Lester’s pleading for Frank to loan him money to play, but Frank ain’t listening. We’re all in our separate trances. Frank doesn’t take the blindfold off between races so’s not to mess with our luck, and for the first time I’m not dizzy anymore. I lose count how much we’re up. Three, four grand. Frank that sumnabitch is treasurer anyway. We’re in the zone, Rosebush, he says, you’re going to hit the Pick 3.

I go, You always said combo bets are for suckers.

Not today. We started with the Daily Double; we’re ending with the Pick 3. Going for broke, Rosebush.

Then he sees my picks for the last three races and chickens out, just bets a grand cause I pick three horses from the same stable where they name all their horses Bunny—Pearl Bunny, Precious Bunny, and Cool Bunny—and Frank thinks blindfolded or not I’m picking cute names again. Plus, what’s the odds on three Bunnies coming in first?

Well, I can tell you the odds that night: forty-four to one.

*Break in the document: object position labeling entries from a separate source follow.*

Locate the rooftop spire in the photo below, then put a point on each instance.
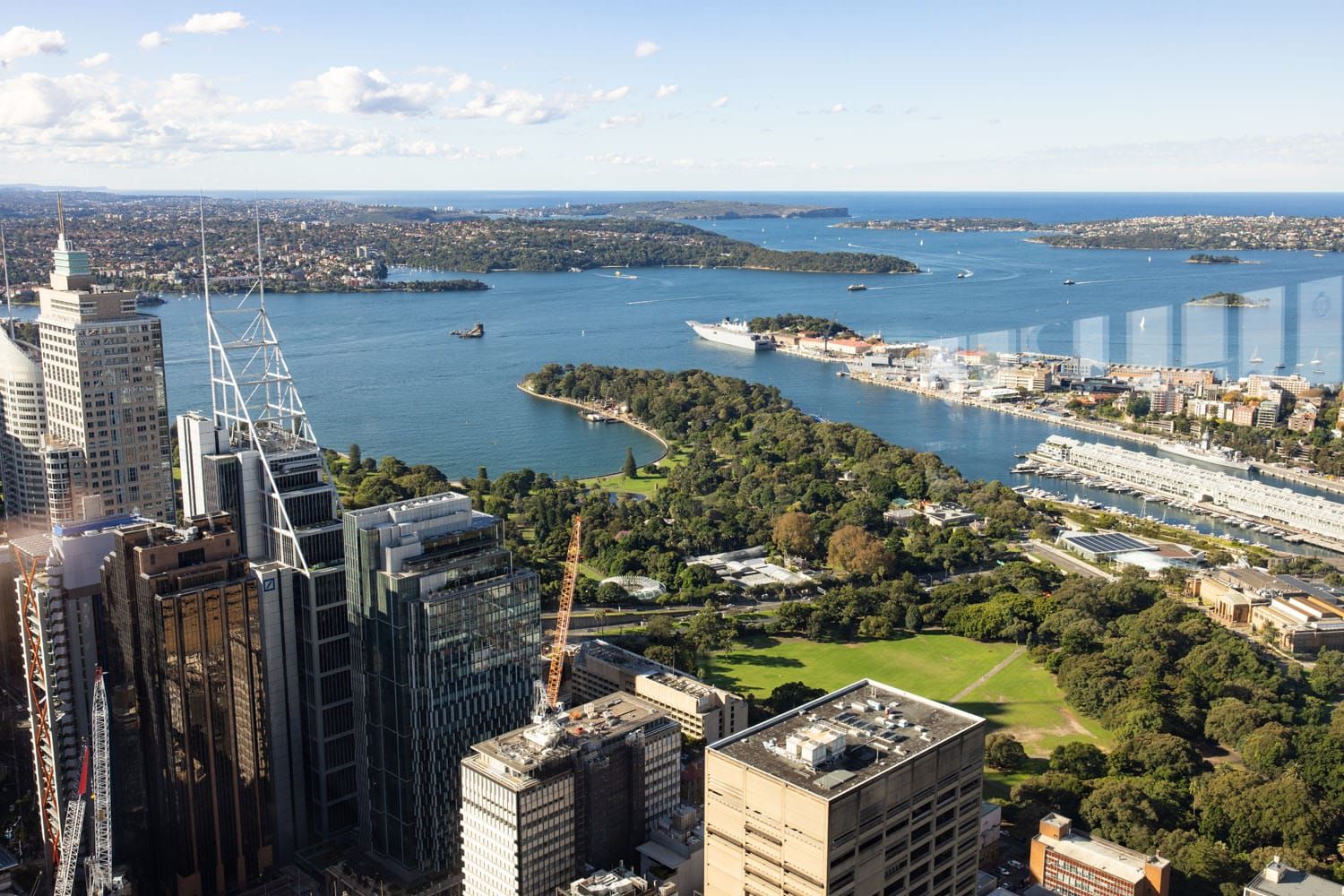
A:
(61, 222)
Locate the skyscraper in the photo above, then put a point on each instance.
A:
(61, 638)
(573, 791)
(107, 445)
(257, 458)
(867, 790)
(23, 416)
(446, 640)
(195, 791)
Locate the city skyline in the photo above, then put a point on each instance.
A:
(245, 96)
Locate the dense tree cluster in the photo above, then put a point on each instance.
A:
(800, 324)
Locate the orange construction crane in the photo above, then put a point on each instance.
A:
(562, 618)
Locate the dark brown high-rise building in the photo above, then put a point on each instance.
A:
(194, 790)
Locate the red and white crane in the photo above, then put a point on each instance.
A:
(99, 879)
(70, 836)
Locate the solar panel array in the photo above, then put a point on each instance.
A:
(1107, 543)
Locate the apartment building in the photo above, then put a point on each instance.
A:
(867, 790)
(1073, 864)
(578, 788)
(703, 711)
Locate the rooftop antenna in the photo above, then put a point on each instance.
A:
(4, 261)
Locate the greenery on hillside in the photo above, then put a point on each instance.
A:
(559, 245)
(800, 324)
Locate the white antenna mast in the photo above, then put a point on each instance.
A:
(261, 276)
(204, 268)
(4, 258)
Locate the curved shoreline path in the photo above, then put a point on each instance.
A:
(621, 418)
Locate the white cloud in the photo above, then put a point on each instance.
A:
(349, 89)
(212, 23)
(621, 121)
(38, 101)
(617, 159)
(22, 40)
(516, 107)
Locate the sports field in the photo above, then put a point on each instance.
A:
(997, 681)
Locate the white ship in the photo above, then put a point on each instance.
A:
(1206, 454)
(733, 333)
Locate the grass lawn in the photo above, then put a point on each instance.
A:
(1021, 697)
(642, 484)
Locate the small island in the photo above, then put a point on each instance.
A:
(1203, 258)
(1228, 300)
(806, 324)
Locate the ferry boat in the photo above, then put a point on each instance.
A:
(1206, 454)
(730, 332)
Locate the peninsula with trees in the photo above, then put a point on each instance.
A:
(1203, 233)
(693, 210)
(152, 244)
(1228, 300)
(949, 225)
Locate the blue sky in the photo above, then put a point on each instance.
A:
(691, 96)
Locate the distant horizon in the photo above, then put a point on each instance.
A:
(586, 191)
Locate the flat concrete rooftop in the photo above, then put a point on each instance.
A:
(839, 742)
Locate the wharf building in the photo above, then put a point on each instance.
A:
(446, 632)
(703, 711)
(867, 790)
(195, 788)
(257, 458)
(1073, 864)
(578, 788)
(1246, 497)
(105, 449)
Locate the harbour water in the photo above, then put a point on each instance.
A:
(382, 370)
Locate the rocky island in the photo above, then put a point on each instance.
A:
(1202, 258)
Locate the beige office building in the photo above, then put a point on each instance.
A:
(866, 791)
(22, 418)
(706, 712)
(107, 445)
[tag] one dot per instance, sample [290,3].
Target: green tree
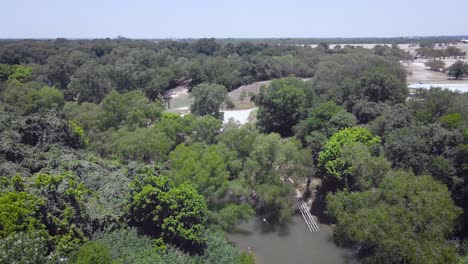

Pearl Bunny and Precious Bunny win their races. By then Frank’s hoarse from hollering. His shout’s a raspy whisper. He’s going berserkers cause Cool Bunny is boxed in eight lengths back. The blindfold slips down. Who knows how long it was off before I realized I could see. I’m so overheated I’m shaking like I got chills. I can smell myself. I smell like the bedroom and I think everyone at the track can smell it.

You mind an older woman talking frankly, Rafael? I get the feeling I can be honest with you, that you ain’t someone judges people. Maybe that ain’t an angel’s job—judging. You just bring the messages. It’s all just life on earth, right? I imagine a guy with your looks got some stories hisself. What do those nudes tell you? Probably the same stuff they’d blab about dressed. There’s a difference between nude and naked. Nude’s like art, but naked’s exposing the soul. Hell, who ain’t got things they’d strip their clothes off and stand bare-ass in the middle a downtown rather than tell?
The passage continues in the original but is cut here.